Stormy seas on Monterey Bay. Robin L. Chandler Copyright 2016.
Stormy seas on Monterey Bay. Robin L. Chandler Copyright 2016.

The floating wreckage of a ship’s cargo, flotsam skims the surface of the sea, readily found and easily rescued. Perhaps jettisoned, with the hope of saving the ship, in time, the flotsam becomes derelict, sinking beneath the waves to the bottom of the sea, with little hope of reclaim.

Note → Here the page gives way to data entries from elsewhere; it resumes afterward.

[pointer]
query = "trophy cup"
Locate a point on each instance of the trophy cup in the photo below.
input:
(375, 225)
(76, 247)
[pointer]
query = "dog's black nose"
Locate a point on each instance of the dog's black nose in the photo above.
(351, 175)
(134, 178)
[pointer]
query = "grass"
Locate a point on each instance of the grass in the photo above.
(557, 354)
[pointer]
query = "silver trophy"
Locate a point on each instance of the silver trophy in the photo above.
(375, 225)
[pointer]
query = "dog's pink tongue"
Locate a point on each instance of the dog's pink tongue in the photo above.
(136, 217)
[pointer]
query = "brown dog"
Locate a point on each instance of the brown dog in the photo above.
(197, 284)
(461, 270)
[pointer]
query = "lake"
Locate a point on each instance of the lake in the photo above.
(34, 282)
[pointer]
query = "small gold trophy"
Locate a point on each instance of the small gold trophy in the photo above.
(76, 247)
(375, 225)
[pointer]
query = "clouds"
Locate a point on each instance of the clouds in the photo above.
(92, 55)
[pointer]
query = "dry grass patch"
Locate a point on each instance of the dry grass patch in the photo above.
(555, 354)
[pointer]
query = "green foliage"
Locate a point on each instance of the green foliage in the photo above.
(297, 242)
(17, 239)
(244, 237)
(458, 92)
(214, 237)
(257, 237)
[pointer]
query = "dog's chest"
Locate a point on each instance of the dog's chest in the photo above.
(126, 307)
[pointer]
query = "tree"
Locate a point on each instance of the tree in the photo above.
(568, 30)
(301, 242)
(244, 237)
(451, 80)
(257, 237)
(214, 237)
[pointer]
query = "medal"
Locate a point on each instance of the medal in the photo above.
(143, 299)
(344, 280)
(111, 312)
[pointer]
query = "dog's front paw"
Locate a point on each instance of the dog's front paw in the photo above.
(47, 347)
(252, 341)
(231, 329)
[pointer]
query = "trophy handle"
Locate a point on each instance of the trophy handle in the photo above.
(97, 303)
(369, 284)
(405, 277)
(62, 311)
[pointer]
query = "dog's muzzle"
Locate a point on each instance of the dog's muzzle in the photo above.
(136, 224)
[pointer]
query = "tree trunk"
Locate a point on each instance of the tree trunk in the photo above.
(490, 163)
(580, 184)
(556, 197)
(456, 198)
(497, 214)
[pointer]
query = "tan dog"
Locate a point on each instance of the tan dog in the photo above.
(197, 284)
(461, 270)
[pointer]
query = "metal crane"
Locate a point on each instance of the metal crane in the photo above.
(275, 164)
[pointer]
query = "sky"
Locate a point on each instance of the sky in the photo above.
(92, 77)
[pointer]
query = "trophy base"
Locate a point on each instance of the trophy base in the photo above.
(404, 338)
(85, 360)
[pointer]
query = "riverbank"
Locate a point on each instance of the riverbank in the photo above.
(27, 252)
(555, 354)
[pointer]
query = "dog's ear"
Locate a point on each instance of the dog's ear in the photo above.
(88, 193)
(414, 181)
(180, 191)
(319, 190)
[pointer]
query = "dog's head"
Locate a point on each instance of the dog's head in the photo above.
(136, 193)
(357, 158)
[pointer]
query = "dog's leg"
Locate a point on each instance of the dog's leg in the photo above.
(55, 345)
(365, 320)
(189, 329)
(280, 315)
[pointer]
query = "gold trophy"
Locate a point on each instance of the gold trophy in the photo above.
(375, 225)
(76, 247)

In Herman Melville’s Moby Dick, Father Mapple preaches his sermon at the Whaleman’s Chapel in New Bedford about Jonah and the Whale:

”A dreadful storm comes on, the ship is like to break. But now the boatswain calls all hands to lighten her; when boxes, bales and jars are clattering overboard…for when Jonah not yet supplicating God for mercy, since he but too well knew the darkness of his deserts – when wretched Jonah cries out to them to take him and cast him forth into the sea, for he knew that for his sake the great tempest was upon them; they mercifully turn from him, and seek by other means to save the ship. But all is in vain; the indignant gale howls louder…and now behold Jonah taken up as an anchor and dropped into the sea; when instantly an oily calmness floats out from the east and the sea is still, as Jonah carries the gale with him, leaving smooth water behind…he drops seething into the yawning jaws awaiting him.”

Delve to the depths of the sea, in the belly of the whale, Jonah does not cry and wail, he keeps his faith, continuing to strive, to stay committed to the path, even when all around seemed dark and in shadows. By his continual striving, he will be reclaimed.